Callum shot me a look as he tapped the scooter's seat, daring me to hop back on it and grinning because he knew I wouldn't. Not with him there, anyway. Charles lifted his hand in a wave then ran for his truck and pushed behind the wheel. I was surprised at how much energy he had after fighting the blaze in the church, but he roared off in seconds, leaving Callum and I standing there, facing each other.
"Are you all right?" he said, strolling toward me as though he expected me to invite him in. "You look kind of off."
I swallowed down hard. In the full porch light, I knew he could see every move I made. No doubt he could see every expression cross my face. I could see him pretty clearly from where I was. That black hair of his stuck up in the back as though he had been running his hand through it. His eyes were rimmed with exhaustion.
He looked human.
"I'm fine," I said. "Just a little scared." It was true, actually. Even my pulse agreed.
I could swear his whole body softened then. "I can come in with you," he said. "If you like."
I nearly jumped out of my skin at the brash hint for an invitation.
"You're not a vampire, are you," I said, without thinking, then when he gave me a cocked eyebrow for a response, I realized how ridiculous I really sounded. I was glad of it, actually. Saying the thing out loud made it seem les
s possible.
"Never mind," I said. "I'm good. It's all good." In an effort to put a stop to the way my head had started waggling up and down, I swung around and pushed the door open.
The lights inside nearly blinded me. I had to shield my eyes with an uplifted palm. Whatever mutterings of conversation had reached me through the door were nothing to the arguments going on within.

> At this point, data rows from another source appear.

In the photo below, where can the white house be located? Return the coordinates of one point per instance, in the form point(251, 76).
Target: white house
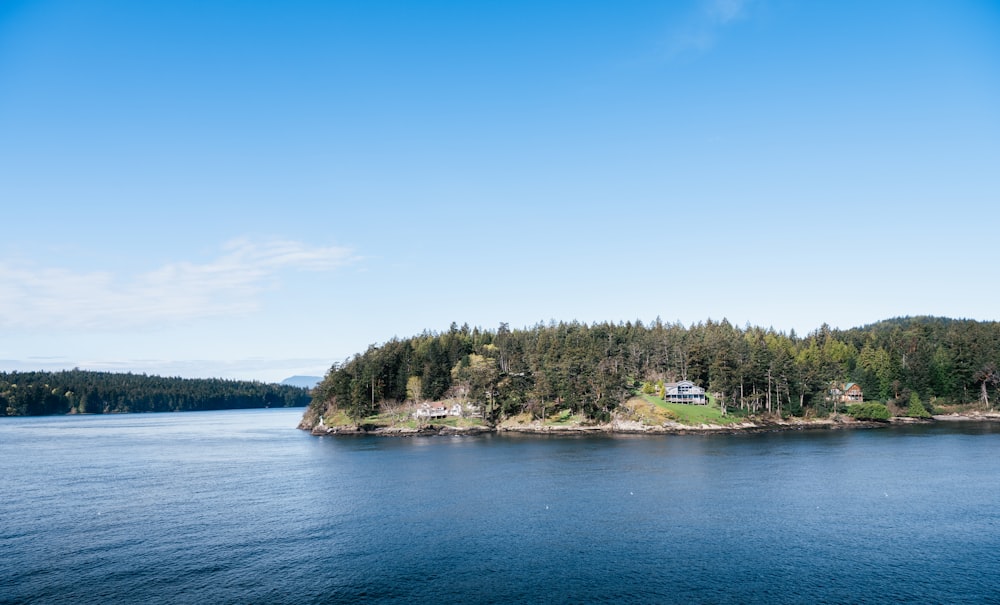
point(437, 410)
point(684, 391)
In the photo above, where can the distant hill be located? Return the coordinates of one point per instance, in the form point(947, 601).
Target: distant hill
point(86, 392)
point(305, 382)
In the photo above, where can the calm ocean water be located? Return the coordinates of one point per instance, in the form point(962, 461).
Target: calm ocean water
point(239, 507)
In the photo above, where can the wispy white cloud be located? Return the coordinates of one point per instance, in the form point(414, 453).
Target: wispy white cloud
point(703, 29)
point(231, 283)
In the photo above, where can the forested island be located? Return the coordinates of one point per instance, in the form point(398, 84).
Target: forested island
point(87, 392)
point(620, 375)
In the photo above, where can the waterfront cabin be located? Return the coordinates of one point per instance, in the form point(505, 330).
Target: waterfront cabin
point(437, 410)
point(684, 391)
point(847, 393)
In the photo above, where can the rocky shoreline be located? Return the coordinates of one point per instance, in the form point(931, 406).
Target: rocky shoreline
point(627, 427)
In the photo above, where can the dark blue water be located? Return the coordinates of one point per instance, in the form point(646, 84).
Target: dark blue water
point(239, 507)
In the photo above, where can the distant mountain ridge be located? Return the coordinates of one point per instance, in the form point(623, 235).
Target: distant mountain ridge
point(305, 382)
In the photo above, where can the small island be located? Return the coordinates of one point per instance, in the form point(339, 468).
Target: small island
point(574, 378)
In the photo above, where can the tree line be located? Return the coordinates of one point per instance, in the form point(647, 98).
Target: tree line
point(86, 392)
point(592, 369)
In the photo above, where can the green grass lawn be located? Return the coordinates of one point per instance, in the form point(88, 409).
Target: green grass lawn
point(692, 414)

All I could make out through my fingers at first was the cheesy velvet patterned wallpaper and the row of school pictures of my mother that led like bread crumbs up the stairs. I knew the picture of her in her wedding gown was furthest along the firing line, and I did what I always did when I came in the house. I flicked my gaze away from that row of smiling faces because it seemed creepy somehow, except this time I was greeted by more faces. Faces with hostile eyes that met my fidgety gaze with every bit of malice I had just faced back at the cathedral. At least these were no otherworldly monsters. These three very prim looking neighborhood ladies were monsters from my own realm, lined up in the hallway as though they were at a complaint department.

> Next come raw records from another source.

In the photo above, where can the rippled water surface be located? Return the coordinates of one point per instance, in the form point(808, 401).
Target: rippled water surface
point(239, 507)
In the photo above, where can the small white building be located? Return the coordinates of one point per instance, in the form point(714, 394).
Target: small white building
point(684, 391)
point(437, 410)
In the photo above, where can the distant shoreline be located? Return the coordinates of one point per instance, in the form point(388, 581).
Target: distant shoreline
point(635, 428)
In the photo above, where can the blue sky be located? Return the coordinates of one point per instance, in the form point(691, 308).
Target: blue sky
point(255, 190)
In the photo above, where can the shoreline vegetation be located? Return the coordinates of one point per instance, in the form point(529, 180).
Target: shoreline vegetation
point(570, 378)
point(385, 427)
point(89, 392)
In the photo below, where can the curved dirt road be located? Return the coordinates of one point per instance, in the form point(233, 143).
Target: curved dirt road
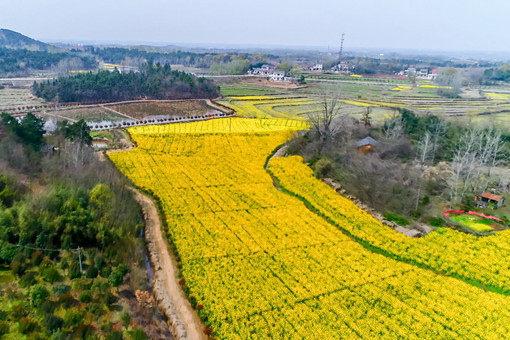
point(183, 320)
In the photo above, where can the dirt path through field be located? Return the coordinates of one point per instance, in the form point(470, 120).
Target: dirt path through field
point(182, 318)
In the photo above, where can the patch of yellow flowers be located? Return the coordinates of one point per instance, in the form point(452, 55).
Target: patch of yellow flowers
point(264, 266)
point(481, 259)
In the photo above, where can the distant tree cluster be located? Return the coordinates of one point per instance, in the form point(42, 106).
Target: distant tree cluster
point(497, 74)
point(117, 55)
point(20, 62)
point(153, 82)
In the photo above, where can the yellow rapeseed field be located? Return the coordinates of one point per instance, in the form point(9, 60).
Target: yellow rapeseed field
point(265, 266)
point(471, 258)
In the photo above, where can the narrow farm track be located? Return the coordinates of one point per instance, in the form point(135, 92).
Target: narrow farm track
point(183, 320)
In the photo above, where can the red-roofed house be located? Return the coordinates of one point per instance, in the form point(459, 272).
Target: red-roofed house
point(486, 199)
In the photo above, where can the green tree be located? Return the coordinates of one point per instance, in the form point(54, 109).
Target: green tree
point(38, 294)
point(79, 132)
point(31, 131)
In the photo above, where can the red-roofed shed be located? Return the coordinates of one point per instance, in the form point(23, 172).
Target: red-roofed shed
point(486, 199)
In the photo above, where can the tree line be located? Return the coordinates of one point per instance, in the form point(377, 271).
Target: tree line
point(154, 81)
point(22, 62)
point(56, 196)
point(417, 162)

"There she is," Mrs. Vanda said. An accusation I met with bravado before hunching over to see if I could catch sight of Gramp somewhere on the other side of the sea of old women.

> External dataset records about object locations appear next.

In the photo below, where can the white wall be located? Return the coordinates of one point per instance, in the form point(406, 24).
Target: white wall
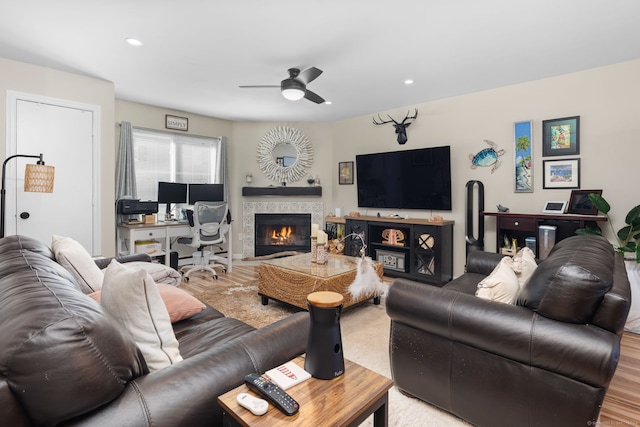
point(20, 77)
point(607, 100)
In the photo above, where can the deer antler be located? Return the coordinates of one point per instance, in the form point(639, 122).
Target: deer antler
point(382, 122)
point(413, 117)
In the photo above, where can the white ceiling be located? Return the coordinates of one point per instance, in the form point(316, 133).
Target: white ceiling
point(197, 52)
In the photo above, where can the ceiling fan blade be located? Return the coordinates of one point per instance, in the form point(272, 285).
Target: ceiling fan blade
point(309, 75)
point(313, 97)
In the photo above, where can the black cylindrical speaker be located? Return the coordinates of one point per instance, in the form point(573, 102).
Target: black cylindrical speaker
point(324, 359)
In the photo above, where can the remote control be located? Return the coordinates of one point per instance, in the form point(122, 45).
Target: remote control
point(273, 393)
point(255, 405)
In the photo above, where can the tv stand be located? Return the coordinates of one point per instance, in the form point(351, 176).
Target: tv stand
point(416, 249)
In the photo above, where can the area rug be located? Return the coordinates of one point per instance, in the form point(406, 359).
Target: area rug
point(243, 302)
point(365, 340)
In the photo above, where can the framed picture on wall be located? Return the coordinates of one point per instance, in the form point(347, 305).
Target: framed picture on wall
point(345, 173)
point(563, 173)
point(523, 152)
point(561, 137)
point(580, 203)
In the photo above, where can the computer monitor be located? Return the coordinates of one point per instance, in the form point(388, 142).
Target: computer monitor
point(206, 193)
point(171, 192)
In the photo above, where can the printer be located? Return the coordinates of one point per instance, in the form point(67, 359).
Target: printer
point(130, 210)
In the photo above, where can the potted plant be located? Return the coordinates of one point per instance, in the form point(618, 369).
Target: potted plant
point(628, 237)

"Gramp?" I said, and was a little irritated at myself for the way the enquiry came out like I was some frightened kid. I cleared my throat to remind myself I was not a kid. This was not four years ago when I didn't know these women and I quailed at the thought that they might be angry at me. I casually picked up one of the shells that sat amidst the hundred or so wooden trinkets Gramp had amassed and piled upon the telephone table at the bottom of the stairs. There. I felt more settled.
I looked around the women as though they weren't there. "Gramp, where are you?," I called out. "What's going on?"
"Ayla." A movement from the corner of my eye. I followed it to where he stood somewhere past the hags, and it took a moment before I noticed him waiting fully dressed on the other side of the pass through counter between the living room and the hallway. He used it as a sort of pharmacy counter for the hippies who came for his salves and ointments. I secretly believed he sold pot on the side, but I would never accuse him of that. He was in his 70s, for heaven's sake.